Чувствуя, что начинает прозревать, Лялькин присел на корточки, включил встроенный в корпус телефона светодиодный фонарик и описал лучом полукруг, старательно, как полицейские водители, вглядываясь в освещенный асфальт. Предчувствие его не обмануло: дорога была густо усеяна точно такими же штуковинами, как та, которую он только что извлек из своей левой подошвы.

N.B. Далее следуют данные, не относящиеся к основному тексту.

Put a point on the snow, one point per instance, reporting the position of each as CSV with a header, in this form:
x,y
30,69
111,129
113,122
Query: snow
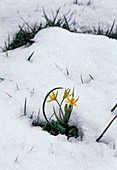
x,y
56,51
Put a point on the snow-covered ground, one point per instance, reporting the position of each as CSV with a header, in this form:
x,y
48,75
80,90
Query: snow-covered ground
x,y
55,51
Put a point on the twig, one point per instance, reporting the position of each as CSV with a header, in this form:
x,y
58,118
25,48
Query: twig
x,y
29,58
81,78
25,105
98,139
16,159
67,72
114,107
31,149
91,76
8,94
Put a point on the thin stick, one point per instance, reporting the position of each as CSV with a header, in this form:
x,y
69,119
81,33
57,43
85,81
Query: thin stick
x,y
25,106
114,108
98,139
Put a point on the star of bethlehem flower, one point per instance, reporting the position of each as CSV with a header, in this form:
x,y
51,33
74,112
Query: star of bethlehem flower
x,y
72,101
53,96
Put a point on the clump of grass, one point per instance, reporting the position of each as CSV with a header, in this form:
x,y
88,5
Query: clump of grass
x,y
27,32
110,32
56,20
22,37
82,3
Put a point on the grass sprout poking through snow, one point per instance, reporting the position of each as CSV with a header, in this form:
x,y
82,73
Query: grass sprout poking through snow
x,y
110,32
79,2
56,20
60,123
22,37
115,117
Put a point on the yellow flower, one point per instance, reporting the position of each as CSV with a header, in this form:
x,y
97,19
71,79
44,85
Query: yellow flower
x,y
66,93
72,101
53,96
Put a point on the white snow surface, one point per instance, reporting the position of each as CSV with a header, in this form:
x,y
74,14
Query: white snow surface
x,y
23,147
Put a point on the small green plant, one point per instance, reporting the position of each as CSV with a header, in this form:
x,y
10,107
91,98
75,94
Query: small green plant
x,y
59,21
60,123
110,32
22,37
82,3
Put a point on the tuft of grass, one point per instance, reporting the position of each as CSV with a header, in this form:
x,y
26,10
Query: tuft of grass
x,y
77,2
22,37
110,32
56,20
27,32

Картина начинала проясняться, буквально на глазах теряя бредовый налет. Разбросанные по дороге в районе здания УВД самодельные стальные ежи, действительно, объясняли многое – пожалуй, все, кроме того, откуда взялся немецкий танк. Способ, которым господа полицейские добирались до места происшествия, их перемежающаяся хромота и даже отсутствие пожарных, не спешивших тушить такой важный стратегический объект, как здание администрации, больше не выглядели странными и загадочными. Старый танк при всех его неоспоримых достоинствах не может соревноваться в скорости с легковым автомобилем, даже если этот автомобиль – потрепанный полицейский «бобик». Планируя нападение на Верхние Болотники, неизвестные злоумышленники заранее позаботились о путях отхода. Предположение, что кто-то действительно сидел и, расстелив на столе карту местности, разрабатывал план танковой атаки на эту забытую Богом дыру, снова отдавало бредом, но разбросанные по проезжей части металлические ежи не допускали какого-то иного истолкования.

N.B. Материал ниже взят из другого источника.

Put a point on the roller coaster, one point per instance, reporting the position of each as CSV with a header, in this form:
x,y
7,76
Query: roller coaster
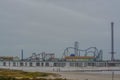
x,y
96,54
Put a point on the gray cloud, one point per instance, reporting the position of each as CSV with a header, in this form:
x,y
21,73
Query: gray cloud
x,y
53,25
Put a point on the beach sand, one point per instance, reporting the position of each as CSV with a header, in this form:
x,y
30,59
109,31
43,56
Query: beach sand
x,y
87,76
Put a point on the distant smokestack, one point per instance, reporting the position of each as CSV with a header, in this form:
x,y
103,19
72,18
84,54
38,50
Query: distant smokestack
x,y
22,54
112,41
76,46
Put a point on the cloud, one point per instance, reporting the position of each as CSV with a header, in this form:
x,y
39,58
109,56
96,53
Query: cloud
x,y
51,26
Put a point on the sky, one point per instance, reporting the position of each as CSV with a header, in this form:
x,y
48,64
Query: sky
x,y
52,25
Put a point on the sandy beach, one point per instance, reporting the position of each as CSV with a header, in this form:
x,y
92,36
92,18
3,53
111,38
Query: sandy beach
x,y
88,76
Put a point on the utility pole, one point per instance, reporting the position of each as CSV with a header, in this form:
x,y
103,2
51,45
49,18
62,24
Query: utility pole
x,y
112,41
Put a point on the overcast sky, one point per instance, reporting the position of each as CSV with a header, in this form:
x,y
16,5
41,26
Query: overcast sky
x,y
53,25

Александр Иванович подобрал один из них и осветил фонариком. Гвозди были новенькие, еще жирные от смазки, сантиметров пятнадцати в длину и, соответственно, чересчур толстые, чтобы говорить о детской шалости. Кто-то потратил солидную сумму, купив никак не меньше ящика этих гвоздей, и приложил массу усилий, скручивая их друг с другом и скусывая шляпки. Этот таинственный кто-то был взрослым человеком и наверняка работал не один. В танке сидели как минимум двое, один в кресле механика-водителя, другой у орудия, и еще двое – один за рулем, другой у открытого окна, с тяжелым мешком на коленях – должны были прокатиться по спящему городу на автомобиле, засеяв дорогу у здания полиции и пожарного депо своими шипастыми поделками.

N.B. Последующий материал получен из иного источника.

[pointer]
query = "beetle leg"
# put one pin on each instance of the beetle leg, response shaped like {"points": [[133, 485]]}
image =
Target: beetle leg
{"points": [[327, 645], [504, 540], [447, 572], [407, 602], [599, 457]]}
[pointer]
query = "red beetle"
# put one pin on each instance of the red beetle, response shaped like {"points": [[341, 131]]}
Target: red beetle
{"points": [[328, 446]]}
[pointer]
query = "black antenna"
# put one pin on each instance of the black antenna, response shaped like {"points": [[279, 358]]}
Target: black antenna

Речь, судя по всему, шла о настоящем заговоре, результатом которого стало происшествие, подозрительно смахивающее на террористический акт. Александр Иванович живо представил себе грозную обвинительную речь прокурора на предстоящем судебном процессе и подумал, что тем, кому она будет посвящена, не позавидуешь: вломят от души, размотают срок на всю катушку, хотя, в отличие от большинства терактов, этот, кажется, обошелся без жертв.

У него за спиной негромко, знакомо звякнула потревоженная чьей-то ногой железка. Сидя на корточках, грубо возвращенный к реальности этим прозаическим звуком поэт пугливо обернулся через плечо. В глаза, заставив на мгновение зажмуриться, ударил яркий луч сильного аккумуляторного фонаря. Но прежде, чем это произошло, Александр Иванович успел разглядеть метрах в пяти от себя две мужские фигуры с блестящими в лунном свете кокардами, пуговками, нашивками и пряжками – словом, со всей этой мишурой, которой любое государство на планете старательно украшает своих сторожевых псов.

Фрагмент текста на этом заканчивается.